Bij de meeste patiënten stromen aambeien met periodieke exacerbaties, ontsteking, verzakking en overtreding van aambeien. In de beginfase van exacerbatie is er een pijnlijke zwelling van de knopen, een gevoel van raspiraniya in de anus, een gevoel van onhandigheid tijdens het lopen. In meer geprononceerde fase nemen de knopen sterk toe in grootte, er is hevige pijn, oedeem van het gehele gebied van de anus wordt waargenomen. Defecatie is erg pijnlijk.

Complicaties vaak waargenomen met aambeien omvatten anale fissuren, anale jeuk, acute paraproctitis en fistels van het rectum en proctalgia.

Naast de beschreven aambeien, onderscheidt men een tweede, wat een symptoom is van een andere ziekte. Het kan optreden bij cirrose van de lever, met tumoren van de retroperitoneale ruimte, met decompensatie van het hart.

Treatment.

Alle methoden voor de behandeling van aambeien zijn verdeeld in drie groepen: 1) conservatief; 2) injectie en 3) operationeel. Afhankelijk van de locatie, de grootte van de aambeien, is de aanwezigheid van complicaties van toepassing op dit of dat type behandeling.

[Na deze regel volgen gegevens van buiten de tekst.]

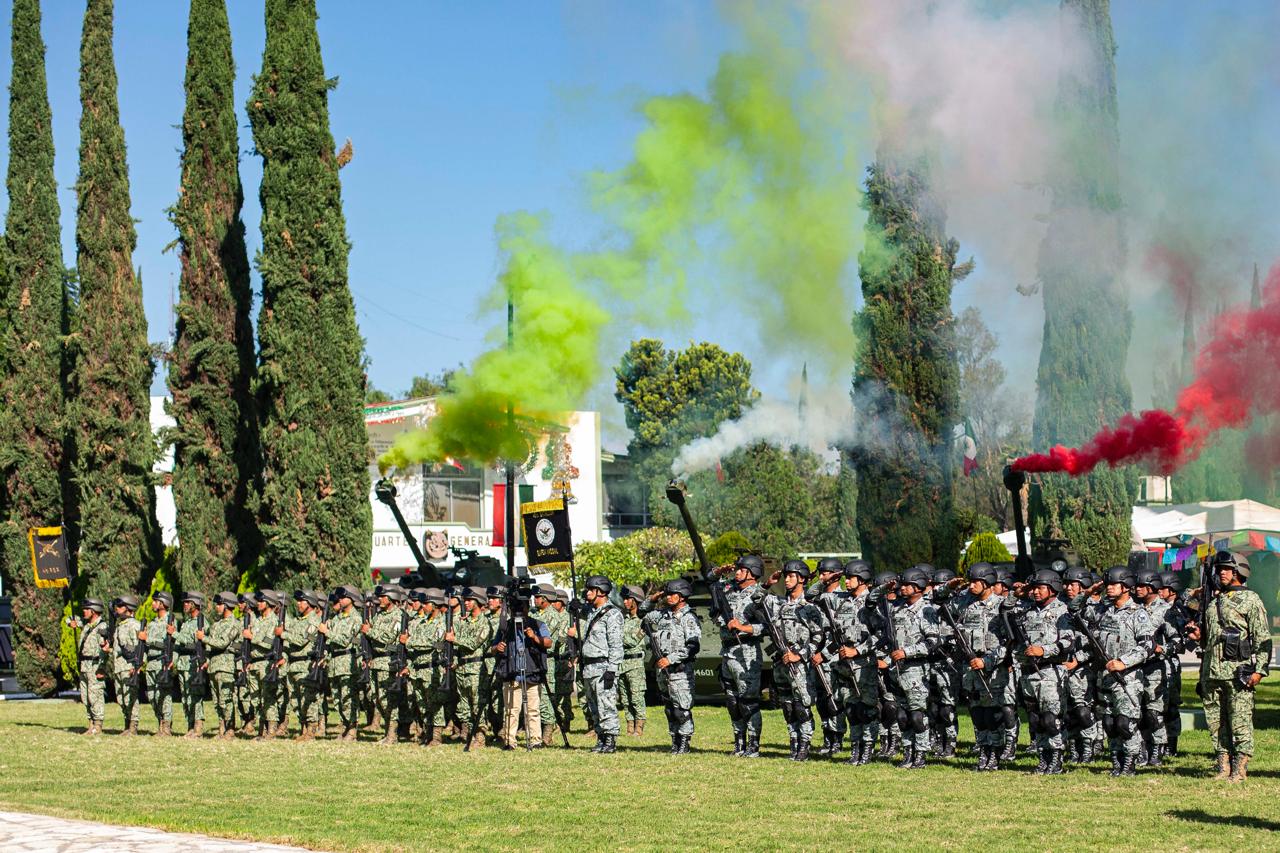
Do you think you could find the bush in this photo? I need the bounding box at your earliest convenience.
[960,533,1014,575]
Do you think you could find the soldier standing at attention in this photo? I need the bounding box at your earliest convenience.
[280,589,320,740]
[138,590,178,738]
[1098,566,1155,776]
[641,578,703,756]
[890,569,941,768]
[72,598,111,735]
[195,592,241,740]
[173,592,209,738]
[444,587,489,748]
[316,585,362,740]
[1188,551,1271,783]
[753,560,824,761]
[111,593,146,735]
[582,575,622,754]
[618,587,648,735]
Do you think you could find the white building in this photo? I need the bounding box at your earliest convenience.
[365,398,608,578]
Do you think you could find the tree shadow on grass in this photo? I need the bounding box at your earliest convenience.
[1165,808,1280,833]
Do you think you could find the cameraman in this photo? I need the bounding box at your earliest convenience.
[493,589,552,749]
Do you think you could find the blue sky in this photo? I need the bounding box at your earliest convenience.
[0,0,1277,443]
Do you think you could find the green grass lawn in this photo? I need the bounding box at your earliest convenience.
[0,679,1280,853]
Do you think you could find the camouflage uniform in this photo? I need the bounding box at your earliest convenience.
[325,607,361,740]
[1098,598,1155,771]
[827,589,879,763]
[618,613,648,734]
[753,594,824,760]
[712,580,764,754]
[76,613,108,734]
[284,596,320,736]
[582,603,622,738]
[205,604,242,730]
[111,615,146,734]
[1201,588,1271,757]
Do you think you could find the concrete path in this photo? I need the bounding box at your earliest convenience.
[0,812,320,853]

Alle ongecompliceerde gevallen van externe en interne aambeien met zeldzame kleine bloedingen zijn onderhevig aan een conservatieve behandeling. De patiënt is gecontra-indiceerd bij het nemen van acuut, pittig eten, alcohol drinken. Voedsel moet een voldoende hoeveelheid vezels bevatten (groenten, fruit, zwart brood), wat de preventie van obstipatie is. Met persisterende constipatie, niet vatbaar voor voeding, worden laxerende klysma's getoond. Het is ook noodzakelijk om zich aan de hygiëne te houden, om zich af te wassen na elke ontlasting.

Van de fysiotherapeutische methoden voor de behandeling van aambeien, wordt het vaak aanbevolen om een ​​koele opgaande douche en darsonvalisatie te gebruiken.

Wanneer een bloeding optreedt, gebruikt een ontsteking van de knopen een verscheidenheid aan medicijnen. Bij matig bloeden wordt de patiënt in bed gelegd, een spaarzaam dieet wordt voorgeschreven. In het ontstekingsproces worden ontstekingsremmende zetpillen voorgeschreven.

Indicaties voor chirurgische behandeling van aambeien zijn:

  1. Aanhoudende hemorrhoidal bloeden, niet vatbaar voor conservatieve behandeling;
  2. Aambeien, vergezeld van herhaalde uitval, overtreding, ontsteking van de knopen en bloedingen;
  3. Ulceratie van aambeien, wat kan leiden tot degeneratie tot een kwaadaardige tumor;
  4. Grote aambeien, die de defaecatie schenden.